Quais a esses resistente aos antibióticos da “veia do escrever”, ressurge agora impávida, inteira, carnívora, mamando leite na mamadeira e prestando-se para fotografias e para o alento do bolso do seu dono eis aqui, de volta... mais uma vez... A ONÇA DO ITINGA! Você que me lê agora, lembra-se da ONÇA DO ITINGA? E então, vamos viajar nesse “pau de arara” da vida!
Anos 70. A Imperosa como sempre aquele cavalo bravo, indomável! Os caminhões madeireiros faziam a riqueza de uns, a miséria de outros, os estragos e as mortes tantas que se registraram. As madeireiras eram o ponto-final de convergência dos estragos da Amazônia, delas que tocavam fogo nos sarrafos, no próprio pátio. E as usinas de arroz, poluindo a cidade, de vento em popa?
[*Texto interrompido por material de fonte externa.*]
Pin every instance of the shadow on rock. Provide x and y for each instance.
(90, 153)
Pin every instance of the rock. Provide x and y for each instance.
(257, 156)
Madeireiras e arrozeira uma fonte de riqueza que os exploradores pensavam que fosse para o resto da vida. E os IBAMA’s da vida nem aí porque o negócio era desmatar e tocar fogo. Quem viveu ha de lembrar.
De lembranças essas, Cacau, Mangueirão, Farra Velha, Pedreirense, Seu Godô, Raimundo Cheiroso, Quatro Bocas reinavam na pândega como num velho oeste texano. E o chatô da vó, no Cacau, com bacia, sabonete e toalha era o motel da cidade! Velhos tempos aqueles tempos, é ou não é? O Tetéu da Madrugada da Maria Iolete resistiu e passou à posteridade. E o local, por ali, até hoje continua terreiro de rufiões e “doidivanas”. Enquanto isso, uns tantos que vieram do velho Goiás e até mesmo das bandas do “japão” maranhense, faziam a grilagem e a pistolagem por aqui. Quem viveu ha de lembrar. Hei tempão, sô!!!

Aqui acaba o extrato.